Access Run nested elements - Python Docx


This is the xml extraced from the word document

<w:r>
    <w:rPr>
      <w:rtl/>
    </w:rPr>
    <w:fldChar w:fldCharType="begin">
      <w:ffData>
        <w:name w:val="נפתח1"/>
        <w:enabled/>
        <w:calcOnExit w:val="0"/>
        <w:ddList>
          <w:listEntry w:val="A"/>
          <w:listEntry w:val="B"/>
          <w:listEntry w:val="C"/>
          <w:listEntry w:val="D"/>
          <w:listEntry w:val="E"/>
        </w:ddList>
      </w:ffData>
    </w:fldChar>
</w:r>

I'm trying to get to the <w:ddList> sections, but I cant get past the <w:r> section

I know its possible to get the run element the following way

run = doc.paragraphs[0].runs[0]

but runs doesn't have any list like attribute, so I'm about clueless how to continue, any help will be appreciated.


Solution

  • What you're looking for is run._r, which is the lxml.etree._Element (subtype) object representing the <w:r> element.

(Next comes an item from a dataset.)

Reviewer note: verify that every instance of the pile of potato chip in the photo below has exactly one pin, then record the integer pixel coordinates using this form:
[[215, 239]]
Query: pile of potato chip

    From there you can use XPath expressions to get to what you're after, like:

    r = run._r
    fldChars = r.xpath("./w:fldChar")
    

    The return value of a .xpath() call will be a list of zero or more objects matching the XPath expression.

    python-docx-implemented element objects, so-called oxml objects with type names like CT_Run, have a fancier .xpath() implementation that delivers you from having to fuss over namespaces. The run._r object is one of these. If you invoke for example fldChars[0].xpath(...) (fldChart would be a "plain" lxml.etree._Element object) then you need to provide Clark-name style namespaces for each element, which is ugly at best.

    The lxml documentation has more on that, but if you can "root" your XPath search on a python-docx element like run._r then you can avoid that, using like r.xpath("./w:fldChar/w:ffData") to get at those child elements for example, rather than starting at the w:fldChar element.